A. Mouse heart at E11.5. Scale bar = 400 micrometers. ‘RA’ is the right atrium, ‘RV’ is the right ventricle, ‘LA’ is the left atrium, and ‘LV’ is the left ventricle. B. Mouse heart at E12.5. Scale bar = 550 micrometers. C. Mouse heart at E17.5. Scale bar = 400 micrometers. D. Mouse heart at E11.5. Scale bar = 400 micrometers. E. Human heart at EGA 6 6/7 weeks gestation (CS14). Scale bar = 500 micrometers. ‘A’ indicates the atrium, ‘V’ is the ventricle, and ‘*’ the inferior cushion. F. Human heart at EGA 8 weeks gestation (CS 18). Scale bar = 1500 micrometers. The arrowheads indicate the AV valve orifices. G. Human heart at EGA 9 3/7 weeks gestation (CS 23). Scale bar = 2000 micrometers. The arrowheads indicate the AV valve orifices. H. Human heart at EGA 7 3/7 weeks gestation (CS16). Scale bar = 400 micrometers. ‘T’ is the truncus arteriosus, and the arrowhead indicates the AV valve orifice. Figures 6A–6D illustrate AV Valve morphogenesis in the mouse; Figures 6E–6H show the same in the human. Figures 6A and 6E show the mouse and human heart in the looped stage, with large endocardial cushion. Figure 6B (mouse) and 6F (human) show two distinct atrioventricular communications with thickened atrioventricular valves. The arrowheads in 6F, 6G, and 6H indicate the AV valve orifices as they develop. Figures 6C and 6G show the atrioventricular valves acquiring a thinner more mature appearance. Figure 6D shows a sagittal view of the atrioventricular junction at the looped heart stage of the mouse and 6H highlights a similar figure in the human.
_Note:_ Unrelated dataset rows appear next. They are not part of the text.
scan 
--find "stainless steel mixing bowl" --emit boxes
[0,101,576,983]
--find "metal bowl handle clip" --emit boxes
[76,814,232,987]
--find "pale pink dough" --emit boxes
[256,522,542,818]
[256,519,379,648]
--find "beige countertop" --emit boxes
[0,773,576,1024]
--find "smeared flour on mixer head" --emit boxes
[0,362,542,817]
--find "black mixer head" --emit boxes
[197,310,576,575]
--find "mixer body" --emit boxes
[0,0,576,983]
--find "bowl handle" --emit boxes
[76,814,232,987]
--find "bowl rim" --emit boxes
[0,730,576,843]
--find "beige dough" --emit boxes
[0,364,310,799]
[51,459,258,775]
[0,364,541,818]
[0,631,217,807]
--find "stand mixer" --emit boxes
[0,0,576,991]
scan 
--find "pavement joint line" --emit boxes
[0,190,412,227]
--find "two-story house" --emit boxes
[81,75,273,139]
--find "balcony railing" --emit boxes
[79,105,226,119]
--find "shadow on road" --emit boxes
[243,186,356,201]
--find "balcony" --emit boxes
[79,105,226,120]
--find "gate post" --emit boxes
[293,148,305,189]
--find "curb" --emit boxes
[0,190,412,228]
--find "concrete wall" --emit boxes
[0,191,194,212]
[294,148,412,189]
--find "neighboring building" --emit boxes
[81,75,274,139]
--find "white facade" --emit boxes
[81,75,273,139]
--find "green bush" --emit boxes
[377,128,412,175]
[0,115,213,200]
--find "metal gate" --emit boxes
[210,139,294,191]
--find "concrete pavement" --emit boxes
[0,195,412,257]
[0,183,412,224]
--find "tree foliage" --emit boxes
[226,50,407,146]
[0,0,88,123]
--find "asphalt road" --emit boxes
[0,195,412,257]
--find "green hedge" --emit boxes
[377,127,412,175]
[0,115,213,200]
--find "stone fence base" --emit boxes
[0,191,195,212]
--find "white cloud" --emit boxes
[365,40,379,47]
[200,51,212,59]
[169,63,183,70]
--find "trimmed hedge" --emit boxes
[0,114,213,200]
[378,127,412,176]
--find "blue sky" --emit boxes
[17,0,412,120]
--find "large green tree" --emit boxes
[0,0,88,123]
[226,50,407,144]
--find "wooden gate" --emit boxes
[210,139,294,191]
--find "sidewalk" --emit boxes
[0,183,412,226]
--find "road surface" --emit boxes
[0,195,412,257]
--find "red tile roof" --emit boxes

Figure 7. Comparative Outflow Tract Septation

A. Mouse heart at E10.5. Scale bar = 135 micrometers. ‘T’ indicates the truncus arteriosus. B. Mouse heart at E12.5. Scale bar = 480 micrometers. The arrowhead indicates the septation between the aortic and pulmonary outflow tracts. C. Mouse heart at E12.5. Scale bar = 480 micrometers. D. Mouse heart at E11.5. Scale bar = 470 micrometers. E. Human heart at EGA 7 1/7 weeks (CS15). Scale bar = 630 micrometers. ‘A’ indicates the atrium and arrowhead shows unseptated lumen of the outflow. F. Human heart at EGA 8 weeks (CS 18). Scale bar = 1350 micrometers. ‘LVOT’ is the left ventricular outlow, ‘RV’ is the right ventricle, ‘LV’ is the left ventricle, and ‘PA’ is the pulmonary artery. G. Human heart at EGA 8 weeks (CS 18). Scale bar = 1350 micrometers. ‘RVOT’ is the right ventricular outflow tract. H. Human heart at EGA 7 3/7 weeks (CS16). Scale bar = 400 micrometers. Figures 7A–7D illustrate outflow tract septation in the murine heart. Figures 7E–7H illustrate the same in the human heart. Figures 7A (mouse) and 7E (human) show the outflow cushions in the unseptated outflow tract during the cardiac loop stage. Figures 7B–C show distinct left and right ventricular outflow tracts in the mouse; Figures 7F and 7G show the same in the human. Figure 7G is a 3 dimensional reconstruction of the image in Figure 7F, and both are at EGA 8 (CS 18). At this stage in the mouse and human, the semilunar valve area is occupied by thick likely mesenchymal tissue, and discrete valve leaflets are not seen. Figure 7D shows a 3 dimensional reconstruction of the atrioventricular and outflow cushions in a mouse at stage E11.5 and 7H shows a comparable reconstruction in the human. The characteristic ‘dog leg bend’ separating the proximal and distal outflow areas can be seen. The atrioventricular and outflow cushions are separate. In these images, the outflow cushions appear to be 2 long cushions, as opposed to separate proximal and distal cushions.